この報告を受けた副顧問がY氏に問いただすと、「ただのコミュニケーションだ」と平然と答えたという。だが、本人もさすがにマズイと思ったのか、それを機にセクハラ行為はいったんは収まった。ところが──。

「1週間ほどすると、手を握る、顔を近づけるといった行為が再び始まりました」(朋子さん)

 相変わらず一部の女子生徒に不快感を与え続けたが、同年10月に事態は動いた。ある女子部員がお尻を触られる被害を生徒指導部に訴えたことで、学校側がセクハラ問題を把握した。学校側は調査に乗り出し、11月に臨時保護者会を開催。さらに部員の保護者やOB・OGでつくる後援会との間で会談が重ねられた。翌2011年1月、朋子さんは校長室に呼び出された。

「校長先生から、『Y先生はセクハラを認めて反省している。許してやってほしい』といわれましたが、『許せない』という思いだけが残りました」(朋子さん)

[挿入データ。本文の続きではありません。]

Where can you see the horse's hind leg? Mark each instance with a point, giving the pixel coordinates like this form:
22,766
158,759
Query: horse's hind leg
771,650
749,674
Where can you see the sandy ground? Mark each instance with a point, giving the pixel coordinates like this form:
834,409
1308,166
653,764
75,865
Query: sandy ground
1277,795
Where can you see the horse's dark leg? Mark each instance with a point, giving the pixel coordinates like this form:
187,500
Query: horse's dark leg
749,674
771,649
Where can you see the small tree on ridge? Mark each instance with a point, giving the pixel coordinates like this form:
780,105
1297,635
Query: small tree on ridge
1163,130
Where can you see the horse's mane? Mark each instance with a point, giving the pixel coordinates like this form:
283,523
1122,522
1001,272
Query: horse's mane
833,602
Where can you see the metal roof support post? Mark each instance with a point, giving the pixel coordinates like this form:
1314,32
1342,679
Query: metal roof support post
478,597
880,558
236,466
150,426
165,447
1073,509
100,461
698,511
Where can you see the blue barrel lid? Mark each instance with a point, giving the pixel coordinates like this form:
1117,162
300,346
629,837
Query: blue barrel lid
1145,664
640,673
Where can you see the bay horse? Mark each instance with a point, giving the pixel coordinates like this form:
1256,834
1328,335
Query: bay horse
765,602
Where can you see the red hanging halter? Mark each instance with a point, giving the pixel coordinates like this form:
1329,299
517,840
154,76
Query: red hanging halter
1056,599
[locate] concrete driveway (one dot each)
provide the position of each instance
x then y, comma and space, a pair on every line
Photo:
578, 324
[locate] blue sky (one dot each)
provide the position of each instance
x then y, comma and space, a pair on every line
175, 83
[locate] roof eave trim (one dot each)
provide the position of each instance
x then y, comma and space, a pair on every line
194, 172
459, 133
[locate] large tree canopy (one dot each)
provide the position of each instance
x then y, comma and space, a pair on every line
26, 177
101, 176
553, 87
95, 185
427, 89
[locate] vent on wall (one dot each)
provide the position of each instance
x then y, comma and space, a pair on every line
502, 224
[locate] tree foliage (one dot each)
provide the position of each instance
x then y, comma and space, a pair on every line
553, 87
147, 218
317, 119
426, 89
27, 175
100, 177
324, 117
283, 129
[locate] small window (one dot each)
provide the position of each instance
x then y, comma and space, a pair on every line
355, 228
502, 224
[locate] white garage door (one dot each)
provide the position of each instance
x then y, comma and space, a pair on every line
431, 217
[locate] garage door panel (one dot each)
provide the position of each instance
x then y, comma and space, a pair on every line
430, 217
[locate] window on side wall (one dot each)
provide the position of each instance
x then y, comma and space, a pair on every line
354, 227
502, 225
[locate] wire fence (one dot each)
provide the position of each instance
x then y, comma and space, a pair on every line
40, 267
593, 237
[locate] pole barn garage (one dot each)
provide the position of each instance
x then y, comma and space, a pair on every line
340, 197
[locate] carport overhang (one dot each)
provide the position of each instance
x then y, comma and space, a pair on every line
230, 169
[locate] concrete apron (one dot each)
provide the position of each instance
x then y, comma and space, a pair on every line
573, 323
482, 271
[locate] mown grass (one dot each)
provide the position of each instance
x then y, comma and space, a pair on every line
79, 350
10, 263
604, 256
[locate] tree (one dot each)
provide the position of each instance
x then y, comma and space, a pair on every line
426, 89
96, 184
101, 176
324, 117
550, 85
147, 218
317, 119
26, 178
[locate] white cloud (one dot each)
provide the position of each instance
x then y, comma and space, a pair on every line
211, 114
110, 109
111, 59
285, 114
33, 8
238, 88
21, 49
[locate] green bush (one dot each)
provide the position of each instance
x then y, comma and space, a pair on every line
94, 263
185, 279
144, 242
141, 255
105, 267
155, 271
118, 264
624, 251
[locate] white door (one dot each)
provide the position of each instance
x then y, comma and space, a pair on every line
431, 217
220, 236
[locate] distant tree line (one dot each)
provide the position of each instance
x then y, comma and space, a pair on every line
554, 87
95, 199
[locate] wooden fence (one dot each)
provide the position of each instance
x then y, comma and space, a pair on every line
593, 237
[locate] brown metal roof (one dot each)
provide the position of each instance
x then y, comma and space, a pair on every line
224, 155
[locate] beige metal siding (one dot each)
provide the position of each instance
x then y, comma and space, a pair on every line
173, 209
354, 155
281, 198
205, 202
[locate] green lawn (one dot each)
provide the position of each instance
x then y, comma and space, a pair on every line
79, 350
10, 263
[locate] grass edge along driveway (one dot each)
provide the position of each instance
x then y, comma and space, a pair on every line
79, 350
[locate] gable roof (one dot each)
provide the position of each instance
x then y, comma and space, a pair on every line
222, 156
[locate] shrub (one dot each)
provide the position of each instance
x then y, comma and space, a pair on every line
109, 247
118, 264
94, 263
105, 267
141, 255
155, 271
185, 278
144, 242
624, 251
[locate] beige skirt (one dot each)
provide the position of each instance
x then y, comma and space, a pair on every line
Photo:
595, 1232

 結局、Y氏から朋子さんへの謝罪は一切なく、朋子さんが卒業するまで吹奏楽部の指導は何事もなかったように続けられた。今回の告発をY氏はどう受け止めるのか。直撃した。

──2010年にセクハラを受けた元生徒がいる。

「あ、そんなの解決ずみですよ」

──セクハラ行為はあったということか?

「ありませんよ、そんなの」

──元生徒が被害を訴えている。セクハラの事実は一切ないのか。

「はい。頑張れよ、と肩を触るとかそういうことはありますよ」

──(セクハラ行為に)「おじいさんは許される」といったのか。

「同僚に冗談でそういう話をしたことはありますけど、実際にその言葉どおりじゃないですよ」

 その後は何を聞いても「いっぺんその人と会わせてくださいよ」と繰り返すばかりだった。